Ok so I’ve mentioned it before, but over a year ago I switched methods of understanding the world. Previously I had thought I could be anybody, and I was excited by this prospect, I created multiple identities, fled through socialist hippies to church types to mild homosexuals, but I stopped doing this because implicit in the assumption that I could be anyone, was the idea that we’re all the same. This put my identity tool kit in limbo. But was this tool kit any good? Did it create warped pysches full of neurosis and pyschosis, problems from with in? I thought I was a pretty good internal thinker, although I made bad assumptions about the rest world, the automatic oh everyone understands what I meant.

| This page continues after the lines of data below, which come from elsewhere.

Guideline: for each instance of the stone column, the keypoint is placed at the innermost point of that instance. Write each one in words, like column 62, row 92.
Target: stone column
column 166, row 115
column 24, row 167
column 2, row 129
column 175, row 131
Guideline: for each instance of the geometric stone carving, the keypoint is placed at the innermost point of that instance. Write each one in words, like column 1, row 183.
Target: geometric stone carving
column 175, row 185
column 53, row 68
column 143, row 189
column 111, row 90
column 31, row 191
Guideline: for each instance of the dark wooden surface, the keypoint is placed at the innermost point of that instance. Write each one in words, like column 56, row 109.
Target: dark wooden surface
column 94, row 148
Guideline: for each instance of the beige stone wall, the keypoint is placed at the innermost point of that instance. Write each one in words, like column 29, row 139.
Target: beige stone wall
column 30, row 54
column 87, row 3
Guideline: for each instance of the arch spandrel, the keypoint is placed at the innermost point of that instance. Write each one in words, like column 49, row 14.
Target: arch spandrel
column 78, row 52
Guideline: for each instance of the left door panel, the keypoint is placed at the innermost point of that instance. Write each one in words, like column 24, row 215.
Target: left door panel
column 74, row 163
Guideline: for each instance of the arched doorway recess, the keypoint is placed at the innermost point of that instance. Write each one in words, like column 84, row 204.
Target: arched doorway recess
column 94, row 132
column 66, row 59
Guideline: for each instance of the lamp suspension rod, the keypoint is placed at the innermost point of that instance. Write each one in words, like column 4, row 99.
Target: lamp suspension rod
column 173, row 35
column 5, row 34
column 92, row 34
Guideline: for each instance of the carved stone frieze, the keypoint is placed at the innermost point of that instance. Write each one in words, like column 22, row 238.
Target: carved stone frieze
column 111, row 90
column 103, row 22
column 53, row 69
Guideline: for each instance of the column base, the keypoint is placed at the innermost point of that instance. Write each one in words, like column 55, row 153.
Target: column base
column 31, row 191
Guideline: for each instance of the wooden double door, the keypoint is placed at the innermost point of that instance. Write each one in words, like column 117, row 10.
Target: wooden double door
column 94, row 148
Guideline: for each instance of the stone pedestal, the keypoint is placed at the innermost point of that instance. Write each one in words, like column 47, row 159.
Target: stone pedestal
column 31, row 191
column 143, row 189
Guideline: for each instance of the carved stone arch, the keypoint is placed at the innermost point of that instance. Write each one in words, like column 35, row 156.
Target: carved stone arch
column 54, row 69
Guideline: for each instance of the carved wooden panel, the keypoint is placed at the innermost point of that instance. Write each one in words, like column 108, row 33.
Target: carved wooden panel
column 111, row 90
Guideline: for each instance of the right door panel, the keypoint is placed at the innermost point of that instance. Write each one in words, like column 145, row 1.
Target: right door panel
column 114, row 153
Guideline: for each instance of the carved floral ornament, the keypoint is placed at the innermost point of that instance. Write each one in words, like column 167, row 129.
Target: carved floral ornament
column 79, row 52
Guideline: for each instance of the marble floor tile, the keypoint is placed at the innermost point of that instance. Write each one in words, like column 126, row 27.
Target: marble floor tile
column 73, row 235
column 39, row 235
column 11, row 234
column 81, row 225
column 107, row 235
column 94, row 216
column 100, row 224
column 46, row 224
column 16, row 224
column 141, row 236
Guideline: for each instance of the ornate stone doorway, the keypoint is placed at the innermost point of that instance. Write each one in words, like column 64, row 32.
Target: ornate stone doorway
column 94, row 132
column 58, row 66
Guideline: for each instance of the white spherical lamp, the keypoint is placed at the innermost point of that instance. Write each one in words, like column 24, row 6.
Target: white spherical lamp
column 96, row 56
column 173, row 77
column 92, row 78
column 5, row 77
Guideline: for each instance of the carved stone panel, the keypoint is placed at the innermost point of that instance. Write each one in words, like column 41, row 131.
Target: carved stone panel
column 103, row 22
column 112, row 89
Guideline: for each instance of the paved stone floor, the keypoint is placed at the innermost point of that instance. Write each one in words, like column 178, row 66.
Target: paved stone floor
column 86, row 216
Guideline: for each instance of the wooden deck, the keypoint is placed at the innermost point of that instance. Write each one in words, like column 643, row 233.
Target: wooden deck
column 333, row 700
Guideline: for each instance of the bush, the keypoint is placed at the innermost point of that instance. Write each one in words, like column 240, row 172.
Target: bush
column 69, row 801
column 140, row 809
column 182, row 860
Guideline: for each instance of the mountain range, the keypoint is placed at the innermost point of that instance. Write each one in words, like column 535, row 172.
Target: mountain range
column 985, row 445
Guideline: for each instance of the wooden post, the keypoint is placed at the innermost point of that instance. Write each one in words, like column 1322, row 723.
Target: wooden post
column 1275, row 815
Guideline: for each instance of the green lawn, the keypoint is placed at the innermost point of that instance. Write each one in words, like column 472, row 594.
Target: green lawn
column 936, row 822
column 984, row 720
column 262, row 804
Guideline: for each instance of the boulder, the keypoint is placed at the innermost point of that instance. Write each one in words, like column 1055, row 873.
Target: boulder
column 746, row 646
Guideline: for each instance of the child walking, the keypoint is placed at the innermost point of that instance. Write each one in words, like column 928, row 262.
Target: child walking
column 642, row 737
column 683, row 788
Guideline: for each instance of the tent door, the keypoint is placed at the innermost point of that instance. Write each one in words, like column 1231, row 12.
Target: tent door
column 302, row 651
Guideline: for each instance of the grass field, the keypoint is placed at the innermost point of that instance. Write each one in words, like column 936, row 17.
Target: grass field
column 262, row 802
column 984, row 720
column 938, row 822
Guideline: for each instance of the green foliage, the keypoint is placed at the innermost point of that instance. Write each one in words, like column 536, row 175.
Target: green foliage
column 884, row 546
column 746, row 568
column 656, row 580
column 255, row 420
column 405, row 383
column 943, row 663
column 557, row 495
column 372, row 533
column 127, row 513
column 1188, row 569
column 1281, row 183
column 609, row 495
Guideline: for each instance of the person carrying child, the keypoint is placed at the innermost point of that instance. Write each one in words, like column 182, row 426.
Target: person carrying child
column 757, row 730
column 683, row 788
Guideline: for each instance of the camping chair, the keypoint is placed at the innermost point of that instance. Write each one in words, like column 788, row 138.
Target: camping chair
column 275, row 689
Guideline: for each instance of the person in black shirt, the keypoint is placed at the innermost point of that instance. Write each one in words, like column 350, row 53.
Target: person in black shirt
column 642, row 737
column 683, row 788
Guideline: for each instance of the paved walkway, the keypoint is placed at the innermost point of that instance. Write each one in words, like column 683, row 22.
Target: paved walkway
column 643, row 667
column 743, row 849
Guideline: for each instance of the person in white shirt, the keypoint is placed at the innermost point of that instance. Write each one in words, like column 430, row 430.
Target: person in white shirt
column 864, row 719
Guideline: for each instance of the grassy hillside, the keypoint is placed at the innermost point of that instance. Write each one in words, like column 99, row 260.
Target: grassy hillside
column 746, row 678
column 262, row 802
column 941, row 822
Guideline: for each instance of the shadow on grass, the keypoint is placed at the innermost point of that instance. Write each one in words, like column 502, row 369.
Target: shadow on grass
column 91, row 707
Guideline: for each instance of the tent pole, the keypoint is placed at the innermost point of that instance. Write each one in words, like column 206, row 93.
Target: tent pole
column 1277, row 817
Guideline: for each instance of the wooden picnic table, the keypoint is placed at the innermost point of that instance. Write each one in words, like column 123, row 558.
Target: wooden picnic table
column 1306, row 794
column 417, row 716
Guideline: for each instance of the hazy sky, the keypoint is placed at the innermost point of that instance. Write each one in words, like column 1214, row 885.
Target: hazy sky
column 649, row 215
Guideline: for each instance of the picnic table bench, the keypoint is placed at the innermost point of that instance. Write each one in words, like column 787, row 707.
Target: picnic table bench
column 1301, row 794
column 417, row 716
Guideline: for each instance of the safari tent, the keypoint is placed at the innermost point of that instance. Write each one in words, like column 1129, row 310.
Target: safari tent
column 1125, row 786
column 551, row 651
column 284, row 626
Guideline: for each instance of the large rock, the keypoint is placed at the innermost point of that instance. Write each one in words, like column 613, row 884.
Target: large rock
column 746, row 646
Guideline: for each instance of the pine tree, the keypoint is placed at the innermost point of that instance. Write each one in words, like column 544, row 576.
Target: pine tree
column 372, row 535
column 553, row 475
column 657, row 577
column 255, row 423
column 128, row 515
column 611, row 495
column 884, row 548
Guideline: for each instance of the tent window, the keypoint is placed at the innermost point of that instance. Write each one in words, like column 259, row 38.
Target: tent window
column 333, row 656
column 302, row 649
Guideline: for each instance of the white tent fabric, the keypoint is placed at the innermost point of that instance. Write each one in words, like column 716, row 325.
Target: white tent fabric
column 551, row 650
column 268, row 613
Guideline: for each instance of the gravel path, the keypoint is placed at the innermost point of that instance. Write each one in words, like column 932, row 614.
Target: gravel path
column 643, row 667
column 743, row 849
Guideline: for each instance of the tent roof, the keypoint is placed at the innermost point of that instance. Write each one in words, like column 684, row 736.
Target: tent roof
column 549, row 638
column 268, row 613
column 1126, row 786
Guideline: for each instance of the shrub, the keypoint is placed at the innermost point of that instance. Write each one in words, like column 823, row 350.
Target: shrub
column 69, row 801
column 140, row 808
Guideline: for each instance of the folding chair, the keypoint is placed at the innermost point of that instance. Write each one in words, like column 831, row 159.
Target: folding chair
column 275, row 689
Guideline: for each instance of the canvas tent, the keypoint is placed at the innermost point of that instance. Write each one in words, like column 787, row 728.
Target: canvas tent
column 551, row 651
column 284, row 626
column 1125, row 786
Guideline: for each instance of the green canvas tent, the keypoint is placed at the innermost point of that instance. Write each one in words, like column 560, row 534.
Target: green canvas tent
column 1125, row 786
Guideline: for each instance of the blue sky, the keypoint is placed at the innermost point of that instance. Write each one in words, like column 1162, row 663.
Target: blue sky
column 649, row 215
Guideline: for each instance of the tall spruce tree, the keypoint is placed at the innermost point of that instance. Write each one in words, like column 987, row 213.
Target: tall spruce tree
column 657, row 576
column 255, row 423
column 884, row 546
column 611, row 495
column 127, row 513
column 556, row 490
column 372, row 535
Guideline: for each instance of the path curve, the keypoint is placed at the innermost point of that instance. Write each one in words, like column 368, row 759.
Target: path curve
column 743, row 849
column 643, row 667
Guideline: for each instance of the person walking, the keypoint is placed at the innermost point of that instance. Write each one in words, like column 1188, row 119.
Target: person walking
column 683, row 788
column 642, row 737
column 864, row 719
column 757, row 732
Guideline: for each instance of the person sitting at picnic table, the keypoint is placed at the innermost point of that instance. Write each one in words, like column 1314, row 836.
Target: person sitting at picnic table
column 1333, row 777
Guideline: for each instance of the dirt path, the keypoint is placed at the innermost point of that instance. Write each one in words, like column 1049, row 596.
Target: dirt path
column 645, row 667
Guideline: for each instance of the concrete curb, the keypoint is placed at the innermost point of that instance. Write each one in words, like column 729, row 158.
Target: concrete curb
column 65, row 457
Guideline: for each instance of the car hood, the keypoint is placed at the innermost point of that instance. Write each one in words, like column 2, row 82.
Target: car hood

Now I find myself trying to arrange my ego to please these new found pleasures of the ID. Did I know 1 year ago that cat calling turned me on? Free drinks a slight inticement? I am more comfortable with my desire for pleasure, my id is slowing things down, my once hectic frenzy now dwindling down to acceptance and wanting. Two problems though, was my original identity tool kit any good? Most accounts of how identity is formulated differ form the wear and tear method of old, I am no longer a lock picker tumbler through emotion till bamn person X becomes understandable, performatitivty has taught me a little about my self, I see where my identity is coming from in better terms, but imaginations of my desires aren’t the solution to the ID’s problems, it needs real concrete solutions, genuine body parts to flex, fuckers to fuck me, etc. I now find the identity tumblers running again, only this time a little more energized, because it’s a big world out there full of people to occupy.